When a Limit Doesn't Exist

A limit is a promise: as x approaches c, the outputs settle on one number L. Sometimes that promise can't be kept, and we say the limit does not exist (often written DNE). There are three classic ways it fails.

  1. A jump — the two sides head to different heights.
  2. Blowing up — the outputs run off to \pm\infty.
  3. Wild oscillation — the outputs never settle at all.

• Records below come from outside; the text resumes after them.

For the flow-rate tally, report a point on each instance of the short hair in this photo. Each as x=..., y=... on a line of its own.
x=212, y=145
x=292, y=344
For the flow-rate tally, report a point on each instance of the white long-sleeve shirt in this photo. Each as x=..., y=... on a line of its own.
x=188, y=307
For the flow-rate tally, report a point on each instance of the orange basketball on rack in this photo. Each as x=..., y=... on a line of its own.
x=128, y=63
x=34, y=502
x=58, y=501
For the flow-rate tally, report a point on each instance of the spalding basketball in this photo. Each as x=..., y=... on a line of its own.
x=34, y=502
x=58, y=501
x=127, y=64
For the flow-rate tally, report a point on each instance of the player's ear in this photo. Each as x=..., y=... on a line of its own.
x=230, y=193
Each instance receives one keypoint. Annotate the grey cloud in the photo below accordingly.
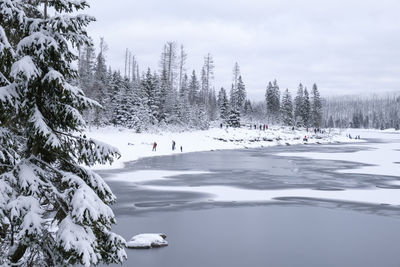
(344, 46)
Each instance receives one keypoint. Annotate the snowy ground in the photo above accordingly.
(137, 145)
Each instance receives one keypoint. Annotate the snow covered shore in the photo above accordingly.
(137, 145)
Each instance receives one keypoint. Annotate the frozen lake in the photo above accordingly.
(319, 205)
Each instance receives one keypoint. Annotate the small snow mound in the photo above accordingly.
(147, 241)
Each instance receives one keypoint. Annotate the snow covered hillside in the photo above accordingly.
(137, 145)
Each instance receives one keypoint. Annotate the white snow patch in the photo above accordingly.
(232, 194)
(147, 241)
(148, 175)
(138, 145)
(381, 156)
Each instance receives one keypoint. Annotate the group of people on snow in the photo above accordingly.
(173, 146)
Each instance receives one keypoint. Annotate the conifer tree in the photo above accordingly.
(316, 107)
(306, 111)
(298, 103)
(223, 104)
(272, 96)
(54, 212)
(234, 117)
(193, 89)
(241, 94)
(287, 109)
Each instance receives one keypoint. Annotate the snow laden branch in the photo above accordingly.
(53, 211)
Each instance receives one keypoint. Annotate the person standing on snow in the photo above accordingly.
(154, 146)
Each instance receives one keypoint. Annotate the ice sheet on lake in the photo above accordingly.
(232, 194)
(143, 176)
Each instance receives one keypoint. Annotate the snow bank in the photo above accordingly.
(381, 158)
(137, 145)
(147, 241)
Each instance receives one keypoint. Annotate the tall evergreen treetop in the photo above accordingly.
(53, 211)
(316, 111)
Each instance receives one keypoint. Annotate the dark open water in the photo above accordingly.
(293, 232)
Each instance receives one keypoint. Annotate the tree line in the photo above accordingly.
(374, 111)
(174, 96)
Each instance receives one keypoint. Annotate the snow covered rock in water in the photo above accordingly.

Each builds on one-sided limits: a two-sided limit exists only when both sides agree on a single, finite value.

1. The jump

We met this in one-sided limits. The function steps from one height to another at x = c: \lim_{x \to c^-} f(x) \ne \lim_{x \to c^+} f(x). Both one-sided limits exist, but they disagree — so the two-sided limit DNE.

2. Blowing up to infinity

Near a vertical asymptote the outputs grow without bound. Take f(x) = \frac{1}{x^2}. As x \to 0 from either side, the values shoot up toward +\infty. There is no finite L to land on, so the limit DNE. (We do sometimes write \lim_{x \to 0} \tfrac{1}{x^2} = +\infty to describe how it fails — but "\infty" is not a number, so the limit still doesn't exist in the ordinary sense.)

3. Endless oscillation

The strangest case: f(x) = \sin\!\left(\frac{1}{x}\right). As x \to 0 the input \tfrac{1}{x} races off to infinity, so the sine wiggles between -1 and 1 faster and faster — infinitely many times in any tiny interval near 0. The outputs never home in on a single value, so the limit DNE.